Besides, he doubted he’d been mistaken about that flare of animus that had shown on her face in the moment before she looked away.

When they reached the white stone building on the next corner, he saw there was another plaque commemorating the actual battle that had taken place here. He read the story of how a small group of locals had taken refuge in this, the only stone building around, when a swath of Santa Anna’s troops had swept through during the Texas Revolution.

“Wow,” he murmured, looking at the deep pits in the wall. “Look at that one, Jeremy. The bullet’s still in there, from all those years ago.”

The boy had to get up on tiptoe to see it, but he did.

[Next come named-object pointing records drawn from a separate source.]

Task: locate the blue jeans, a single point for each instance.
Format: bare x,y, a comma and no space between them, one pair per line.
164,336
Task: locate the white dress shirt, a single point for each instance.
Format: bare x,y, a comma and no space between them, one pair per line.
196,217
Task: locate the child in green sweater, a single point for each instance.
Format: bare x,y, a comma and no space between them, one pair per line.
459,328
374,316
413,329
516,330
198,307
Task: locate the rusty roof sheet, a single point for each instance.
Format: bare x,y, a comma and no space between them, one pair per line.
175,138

He reached into the hole, as if trying to reach the deeply buried chunk of metal, again showing more interest than he had in anything in far too long.

“This is where that guy”—Jeremy looked back the way they had come, toward the statue—“brought the bullets back to?”

“It is.”

The voice came from the doorway, where a tall, dark-haired man with a short, neatly trimmed beard stood leaning against the doorjamb, his arms crossed over his chest as he smiled at Jeremy. He looked up at Jackson, and there was a flicker of recognition in his eyes. But he didn’t say anything, and Jackson relaxed a little.

“You’re Mr. Highwater, aren’t you?” Tris asked.

“Slater, please. My brother’s the Mister of the family.”

Tris looked at Jackson. “He’s the police chief, the one on the second plaque on the statue. And he’s definitely a Mister. Or a Sir.”